En amont de son déplacement en Syrie, le ministre de l’Europe et des Affaires étrangères s'était entretenu jeudi 2 janvier avec le général Mazloum, commandant kurde des Forces démocratiques syriennes.
La France appelle aussi les nouvelles autorités à respecter et protéger les minorités, notamment religieuses. Le ministre Jean-Noël Barrot s’est ainsi entretenu avec les représentants de la communauté chrétienne, inquiète de l'arrivée des islamistes au pouvoir. "La France est attachée à une Syrie plurielle dans laquelle les droits de chacun sont préservés dans le cadre d'une citoyenneté commune", a souligné une source diplomatique.
Jean-Noël Barrot a enfin insisté sur la nécessité d'une "Syrie souveraine et sûre", ce qui passe par la "lutte contre le terrorisme islamiste" et la "destruction des stocks d'armes chimiques".

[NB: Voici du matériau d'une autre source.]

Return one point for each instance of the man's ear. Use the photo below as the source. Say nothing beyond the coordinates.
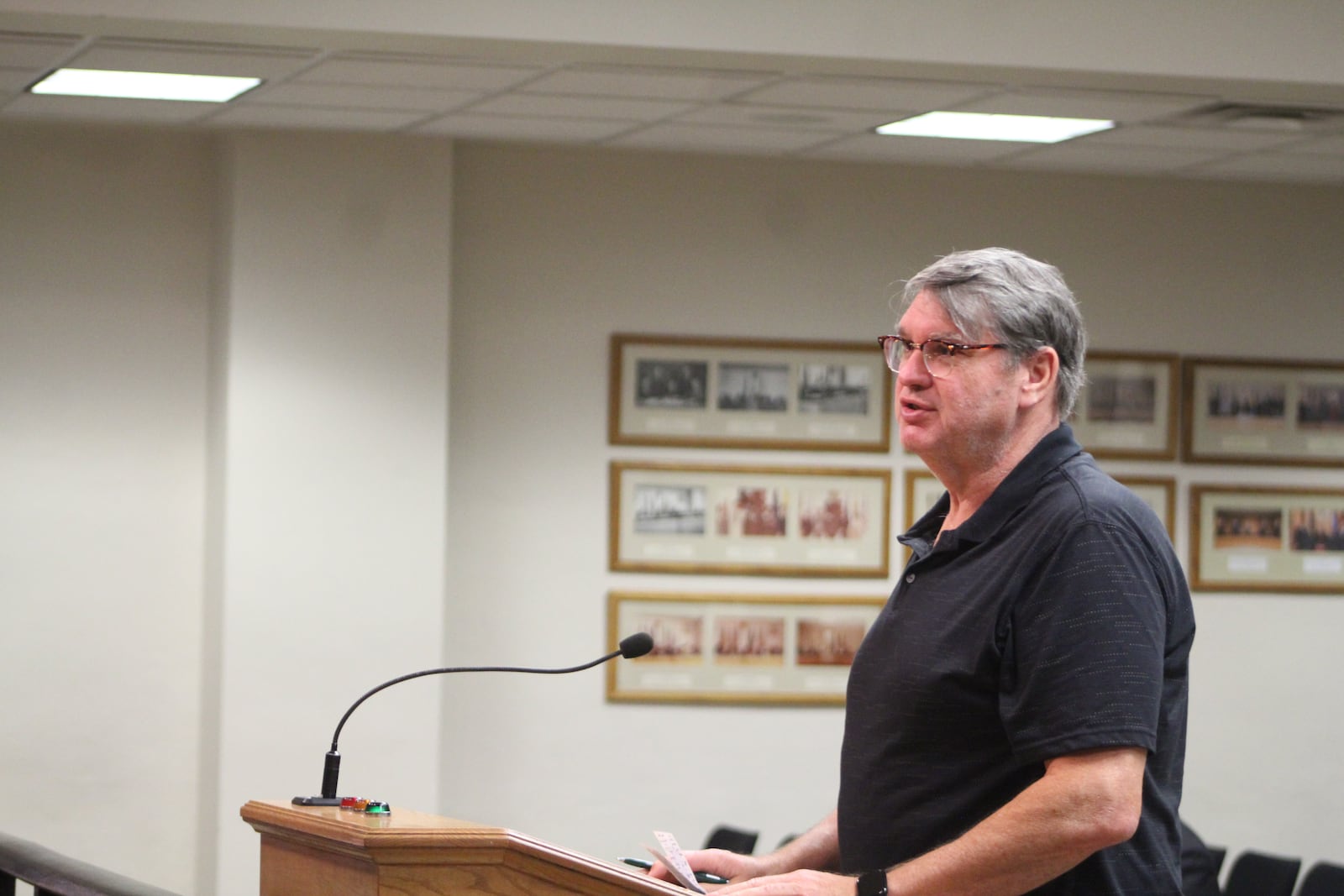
(1042, 374)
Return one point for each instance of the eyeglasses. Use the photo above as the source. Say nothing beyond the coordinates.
(940, 355)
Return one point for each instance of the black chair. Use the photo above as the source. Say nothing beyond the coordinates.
(736, 840)
(1261, 875)
(1323, 879)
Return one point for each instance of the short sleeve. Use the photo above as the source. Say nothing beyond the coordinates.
(1084, 649)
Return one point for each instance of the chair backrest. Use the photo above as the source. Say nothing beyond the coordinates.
(736, 840)
(1263, 875)
(1323, 879)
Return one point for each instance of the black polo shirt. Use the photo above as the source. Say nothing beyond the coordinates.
(1053, 621)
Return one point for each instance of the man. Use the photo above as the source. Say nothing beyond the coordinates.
(1016, 715)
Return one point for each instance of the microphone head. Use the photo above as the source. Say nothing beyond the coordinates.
(636, 645)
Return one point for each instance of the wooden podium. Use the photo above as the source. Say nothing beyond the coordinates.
(309, 851)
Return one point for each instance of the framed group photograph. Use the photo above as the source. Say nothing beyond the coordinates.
(711, 647)
(748, 520)
(1267, 539)
(1129, 406)
(1245, 411)
(753, 394)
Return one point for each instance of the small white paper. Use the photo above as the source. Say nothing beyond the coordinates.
(669, 853)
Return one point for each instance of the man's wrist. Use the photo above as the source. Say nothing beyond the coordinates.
(871, 883)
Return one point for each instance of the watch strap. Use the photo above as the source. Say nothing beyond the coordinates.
(871, 883)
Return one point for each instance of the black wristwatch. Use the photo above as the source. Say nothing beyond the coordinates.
(871, 883)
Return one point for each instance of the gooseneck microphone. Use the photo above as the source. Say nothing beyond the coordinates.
(635, 645)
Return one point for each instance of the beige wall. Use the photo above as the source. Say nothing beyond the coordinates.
(237, 426)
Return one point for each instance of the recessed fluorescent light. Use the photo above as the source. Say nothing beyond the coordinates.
(143, 85)
(974, 125)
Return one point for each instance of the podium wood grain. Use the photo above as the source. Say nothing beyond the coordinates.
(324, 851)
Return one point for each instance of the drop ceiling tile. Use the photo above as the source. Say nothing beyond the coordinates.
(1171, 137)
(17, 80)
(1085, 156)
(306, 117)
(417, 71)
(1088, 103)
(107, 110)
(1300, 167)
(612, 107)
(711, 139)
(918, 149)
(360, 97)
(530, 129)
(35, 50)
(1319, 147)
(866, 93)
(750, 116)
(652, 83)
(192, 58)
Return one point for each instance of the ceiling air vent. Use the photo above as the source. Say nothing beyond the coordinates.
(1299, 120)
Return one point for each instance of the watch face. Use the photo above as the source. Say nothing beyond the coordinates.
(873, 883)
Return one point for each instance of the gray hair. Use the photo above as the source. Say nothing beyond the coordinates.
(1001, 296)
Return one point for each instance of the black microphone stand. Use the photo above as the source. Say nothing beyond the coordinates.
(635, 645)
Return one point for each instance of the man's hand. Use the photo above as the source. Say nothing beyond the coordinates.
(717, 862)
(796, 883)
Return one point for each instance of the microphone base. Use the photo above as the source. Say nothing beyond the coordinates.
(316, 801)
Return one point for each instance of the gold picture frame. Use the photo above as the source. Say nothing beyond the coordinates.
(685, 391)
(750, 520)
(1128, 410)
(737, 649)
(1276, 412)
(1267, 539)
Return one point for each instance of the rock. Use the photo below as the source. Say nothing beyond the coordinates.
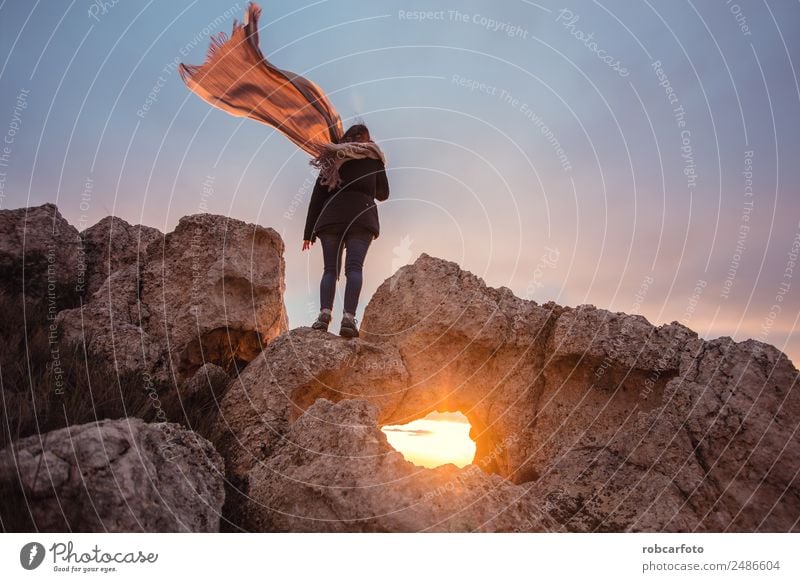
(40, 241)
(607, 422)
(209, 292)
(209, 380)
(118, 476)
(295, 370)
(214, 289)
(615, 423)
(111, 245)
(335, 472)
(113, 326)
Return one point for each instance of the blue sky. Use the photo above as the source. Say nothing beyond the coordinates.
(533, 143)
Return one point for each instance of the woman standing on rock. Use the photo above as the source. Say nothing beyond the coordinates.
(238, 79)
(343, 214)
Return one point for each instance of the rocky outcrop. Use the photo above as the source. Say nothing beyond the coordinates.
(39, 243)
(109, 246)
(607, 422)
(335, 472)
(584, 419)
(209, 292)
(118, 476)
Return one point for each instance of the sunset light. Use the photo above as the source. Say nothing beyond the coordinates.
(437, 439)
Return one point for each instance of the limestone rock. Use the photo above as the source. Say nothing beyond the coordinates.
(118, 476)
(209, 292)
(607, 422)
(40, 241)
(111, 245)
(210, 380)
(214, 288)
(293, 371)
(335, 472)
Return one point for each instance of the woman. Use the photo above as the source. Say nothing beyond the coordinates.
(346, 217)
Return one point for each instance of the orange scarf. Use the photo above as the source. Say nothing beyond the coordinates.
(238, 79)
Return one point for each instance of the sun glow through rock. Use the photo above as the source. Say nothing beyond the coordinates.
(437, 439)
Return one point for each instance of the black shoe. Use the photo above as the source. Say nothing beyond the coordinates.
(323, 319)
(348, 328)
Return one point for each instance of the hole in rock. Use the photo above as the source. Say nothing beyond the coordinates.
(437, 439)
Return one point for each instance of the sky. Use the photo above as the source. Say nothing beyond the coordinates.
(640, 157)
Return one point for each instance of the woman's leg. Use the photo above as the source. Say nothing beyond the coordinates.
(357, 246)
(332, 258)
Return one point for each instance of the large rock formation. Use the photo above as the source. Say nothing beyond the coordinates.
(584, 419)
(609, 423)
(210, 291)
(109, 246)
(118, 476)
(334, 471)
(39, 243)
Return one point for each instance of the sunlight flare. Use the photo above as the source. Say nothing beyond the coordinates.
(437, 439)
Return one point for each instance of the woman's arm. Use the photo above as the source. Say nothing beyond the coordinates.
(381, 184)
(318, 197)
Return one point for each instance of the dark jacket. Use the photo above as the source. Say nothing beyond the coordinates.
(352, 204)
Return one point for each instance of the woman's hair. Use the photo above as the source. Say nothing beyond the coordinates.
(353, 132)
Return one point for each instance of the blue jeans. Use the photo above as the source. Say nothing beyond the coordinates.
(357, 244)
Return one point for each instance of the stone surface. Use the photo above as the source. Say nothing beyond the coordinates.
(214, 289)
(40, 241)
(209, 292)
(209, 380)
(335, 472)
(117, 476)
(607, 422)
(111, 245)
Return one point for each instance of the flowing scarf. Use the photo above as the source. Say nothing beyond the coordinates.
(237, 78)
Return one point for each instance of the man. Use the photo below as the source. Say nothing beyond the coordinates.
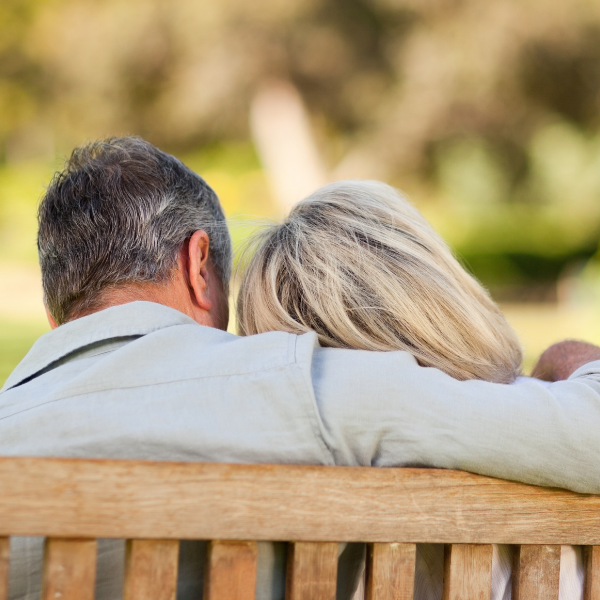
(136, 259)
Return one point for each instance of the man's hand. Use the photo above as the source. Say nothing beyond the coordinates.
(563, 358)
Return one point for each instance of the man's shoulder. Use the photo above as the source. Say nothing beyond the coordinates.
(137, 344)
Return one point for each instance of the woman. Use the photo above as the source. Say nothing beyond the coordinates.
(360, 266)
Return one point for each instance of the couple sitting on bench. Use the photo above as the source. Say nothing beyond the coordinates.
(365, 343)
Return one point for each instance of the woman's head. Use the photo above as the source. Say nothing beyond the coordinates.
(360, 266)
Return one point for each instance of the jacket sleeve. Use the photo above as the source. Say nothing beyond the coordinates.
(383, 409)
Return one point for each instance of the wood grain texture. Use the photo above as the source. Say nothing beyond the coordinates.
(151, 570)
(390, 571)
(69, 569)
(312, 571)
(536, 572)
(4, 558)
(467, 572)
(138, 500)
(591, 558)
(230, 571)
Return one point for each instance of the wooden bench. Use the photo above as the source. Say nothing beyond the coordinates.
(154, 505)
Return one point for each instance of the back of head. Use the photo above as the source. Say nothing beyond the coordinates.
(118, 215)
(359, 265)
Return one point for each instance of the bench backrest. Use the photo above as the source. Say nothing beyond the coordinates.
(154, 505)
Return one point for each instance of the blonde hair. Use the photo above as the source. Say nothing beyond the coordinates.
(360, 266)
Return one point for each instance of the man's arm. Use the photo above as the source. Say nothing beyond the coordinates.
(562, 359)
(383, 409)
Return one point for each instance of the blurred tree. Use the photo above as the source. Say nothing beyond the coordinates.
(489, 109)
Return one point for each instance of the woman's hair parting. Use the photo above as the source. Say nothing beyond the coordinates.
(356, 263)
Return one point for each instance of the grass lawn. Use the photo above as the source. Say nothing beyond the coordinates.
(16, 338)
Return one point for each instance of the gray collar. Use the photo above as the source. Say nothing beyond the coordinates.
(124, 321)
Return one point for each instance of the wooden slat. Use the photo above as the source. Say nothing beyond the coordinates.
(592, 573)
(151, 570)
(312, 571)
(230, 571)
(4, 557)
(536, 572)
(129, 499)
(390, 572)
(69, 569)
(467, 572)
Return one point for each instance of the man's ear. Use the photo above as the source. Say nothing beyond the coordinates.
(50, 318)
(197, 271)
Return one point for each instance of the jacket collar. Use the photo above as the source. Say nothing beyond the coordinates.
(126, 320)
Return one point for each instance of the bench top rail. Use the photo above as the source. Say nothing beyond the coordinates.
(151, 500)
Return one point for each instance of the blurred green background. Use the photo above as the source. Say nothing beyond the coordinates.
(486, 114)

Vers des élections d'ici quatre ans?
Face au défi d'unifier le pays, Ahmad al-Chareh s'est engagé à dissoudre les factions armées, notamment le groupe HTS. Il a annoncé son intention de convoquer un dialogue national, sans en préciser la date ni qui y serait convié, et indiqué que l'organisation d'élections pourrait prendre quatre ans.
Ahmad al-Chareh réclame une levée des sanctions internationales imposées à Bachar al-Assad après la répression dans le sang d'un soulèvement populaire en 2011, qui a déclenché une guerre ayant fait plus d'un demi-million de morts, provoqué l'exil de millions d'habitants et morcelé le pays.
Son groupe, HTS, ex-branche syrienne d'Al-Qaïda, affirme avoir rompu avec le jihadisme mais reste classé "terroriste" par plusieurs capitales occidentales, notamment Washington.
Des dirigeants de nombreux pays arabes ou occidentaux se précipitent à Damas depuis la chute de Bachar al-Assad, rompant l'isolement imposé à la Syrie depuis la violente répression du soulèvement populaire en 2011.
Le nouveau pouvoir a effectué un clair basculement de la politique de la Syrie, dont les principaux alliés étaient la Russie et l'Iran, se rapprochant notamment de la Turquie et du Qatar et esquissant des ouvertures envers l'Occident.